October 27, 1864-4 p.m.

Major-General HUMPHREYS,

Chief of Staff:

GENERAL: Deserters from Eleventh Florida, Finegan's brigade, came into the lines of the First Division, Second Army Corps, last evening, about 12 o'clock. Up to that time no movement took place on Mahone's front. Neither the men nor company officers of the Eleventh Florida knew of our movement. A very unintelligent deserter from Twenty-seventh North Carolina, Cooke's brigade, came in about noon to-day; came in from the picket-line. Went out on picket last evening, at which time his brigade had not moved. Understood this morning about 11 o'clock that the brigade had moved to the right. Cannot say that any other brigades have moved. Heard that his brigade (Cooke's) had gone toward the South Side Railroad.

Respectfully,

JNumbers C. BABCOCK.

JERUSALEM PLANK ROAD SIGNAL STATION,

October 27, 1864-7.30 a.m.

Major B. F. FISHER:

Enemy's force in works on our front and left remains unchanged. Camps west of Weldon railroad apparently the same.

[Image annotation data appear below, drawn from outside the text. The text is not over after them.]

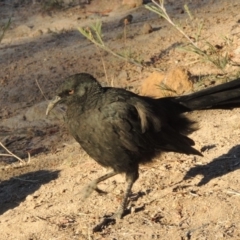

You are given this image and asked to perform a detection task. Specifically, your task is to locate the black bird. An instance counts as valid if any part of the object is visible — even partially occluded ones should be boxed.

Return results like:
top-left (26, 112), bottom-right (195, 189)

top-left (46, 73), bottom-right (240, 219)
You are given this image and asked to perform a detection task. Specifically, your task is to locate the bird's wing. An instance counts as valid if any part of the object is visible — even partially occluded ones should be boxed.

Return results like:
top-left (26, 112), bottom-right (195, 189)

top-left (102, 99), bottom-right (201, 155)
top-left (101, 101), bottom-right (161, 152)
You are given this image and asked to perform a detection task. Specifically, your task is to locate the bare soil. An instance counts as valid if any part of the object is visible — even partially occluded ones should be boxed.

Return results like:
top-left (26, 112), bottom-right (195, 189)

top-left (0, 0), bottom-right (240, 240)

Enemy is drilling in small squads in vicinity of railroad.

[A. K. CAROTHERS.]

JERUSALEM PLANK ROAD SIGNAL STATION,

October 27, 1864-9 a.m.

Major B. F. FISHER:

Camp consisting of about two brigades west of Weldon railroad and half a mile to the left of the lead-works partially broken up and troops moving southwest, taking no road visible from this point.

A. K. CAROTHERS,

Sergeant.

CHURCH ROAD SIGNAL STATION,

October 27, 1864-9.05 a.m.

Major B. F. FISHER,

Chief Signal Officer, Army of the Potomac:

The enemy along this whole front are breaking camps and moving west. The largest column noticed was eight minutes in passing a point. There are apparently but very few men left in their works north from this station.

SLEEPER,

Sergeant.

JERUSALEM PLANK ROAD SIGNAL STATION,

October 27, 1864-10 a.m.

Major B. F. FISHER:

All camps west of Weldon railroad and to the right of large fort broken up and troops moving west on road south of large fort; number about 3,000, including those of last report.